Зал был словно нарочно сделан для того, чтобы люди чувствовали себя меньше. Высокие потолки, большой стол, герб семьи, который нависал, как ещё один взгляд. Возле столешницы стоял Вито Нери – прямо, с руками на подлокотниках кресла, будто на троне. Рядом – Бруно Коста, в неизменной терпеливой тени. Чуть поодаль – трое братьев.
Их нельзя было перепутать.
Ренцо – с ленивой улыбкой, как у тигра, которого только что покормили. Он скользнул взглядом по мне и тут же прищурился – не злой, но любопытный, опасный этим любопытством.
Армандо – бледный, напряжённый, с упрямыми губами. Он словно хотел стать стеной между нами и всем остальным, но пока был только тонкой доской, которую легко сломать.
И – Коррадо. Чёрная рубашка расстёгнута на груди, татуировки как строки на коже. На шее – серебряная пуля на цепочке, блеск короткий, как предупреждение. Его взгляд был холодным, без интереса и без усталости – просто проверка. Когда он перевёл глаза на маму, у меня изнутри всё сжалось. Когда на меня – сжалось ещё сильнее.
– Альма, – сказал Вито, голосом, которому не нужны были приветствия. – Добро пожаловать. Дом – твой.
Мама кивнула, не опуская взгляда.
– Спасибо, Вито.
– Катерина, – продолжил он, рассматривая меня, как предмет, который должен встать на своё место. – Здесь – твой дом тоже.
– У меня был дом, – сказала я, прежде чем успела остановить себя. – Но он пах лавандой, а не холодом.
В зале стало тише, хотя, казалось, тише было уже невозможно. Я видела, как у Бруно едва заметно дёрнулся уголок губ. У Ренцо же – наоборот, чуть шире разбежалась улыбка.
– Я же говорил, – протянул он. – Девочка с языком.
– Язык – это не оружие, – отозвался Вито, и тишина послушно вернулась на место. – Это препятствие. Иногда полезное. Иногда – нет. Роза покажет вам комнаты. Сегодня – отдых. Завтра – порядок.
Он сделал знак. Роза шагнула вперёд. Я выдохнула. Уже повернулась, чтобы уйти, когда слева, негромко, как скрип кожи на перилах, прозвучал голос Коррадо:
– Стой.
Я остановилась и медленно повернула голову. Он не подходил ближе – просто смотрел.
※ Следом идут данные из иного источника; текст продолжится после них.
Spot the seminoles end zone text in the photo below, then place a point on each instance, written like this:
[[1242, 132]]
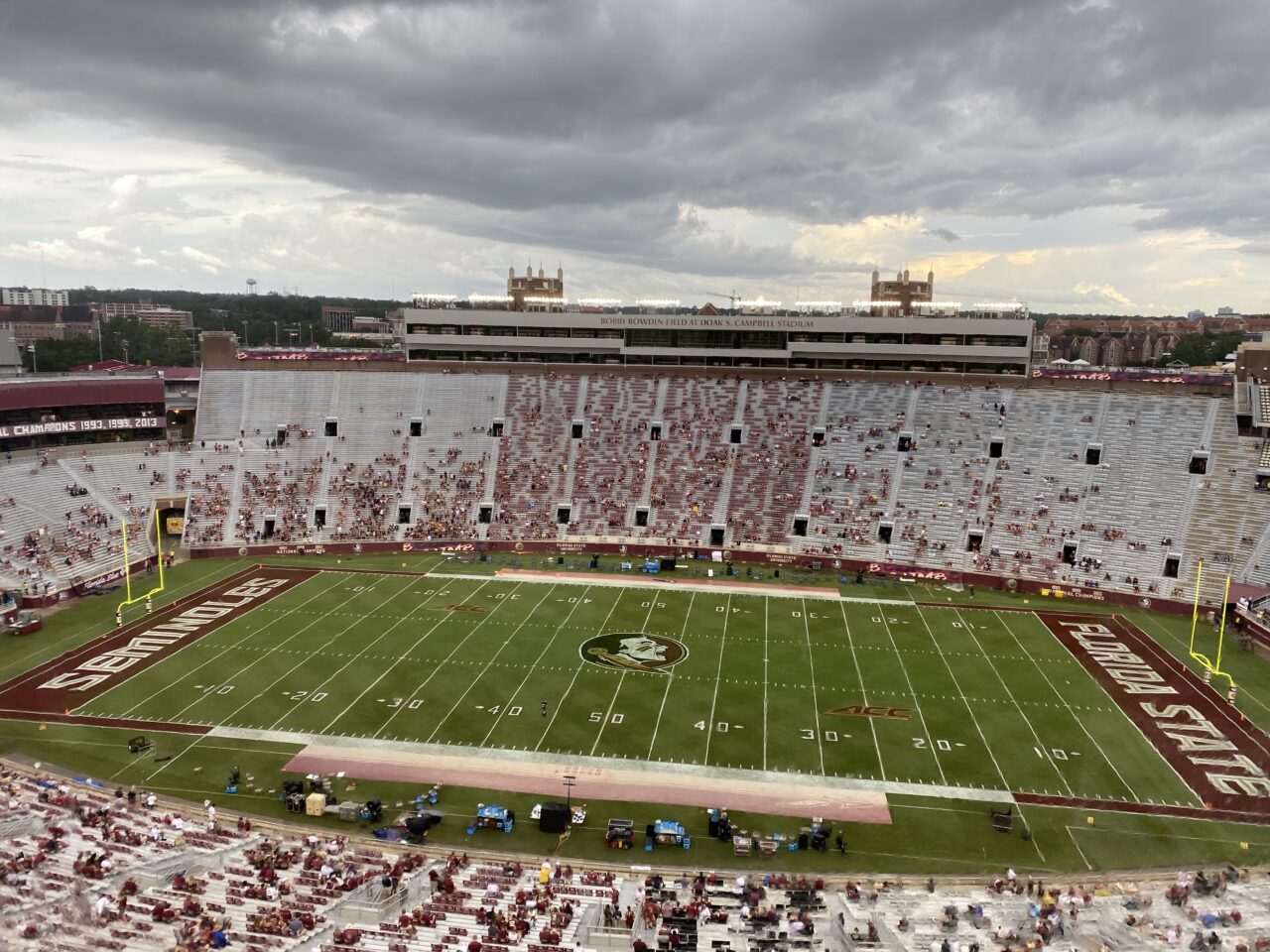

Так долго и спокойно, будто измерял.
– В этом доме, – сказал он ровно, – никто не спорит со словами отца.
– А если слова неправильные? – спросила я так же ровно.
– Здесь правильность не обсуждают, – ответил он. – Здесь её исполняют.
– Я не хотела сюда приходить, – сказала я. Голос был хриплый, но не слабый. – Но я здесь.
– И это – единственное правильное решение, которое ты приняла сегодня, – он едва заметно кивнул. – Остальные тебе подскажут.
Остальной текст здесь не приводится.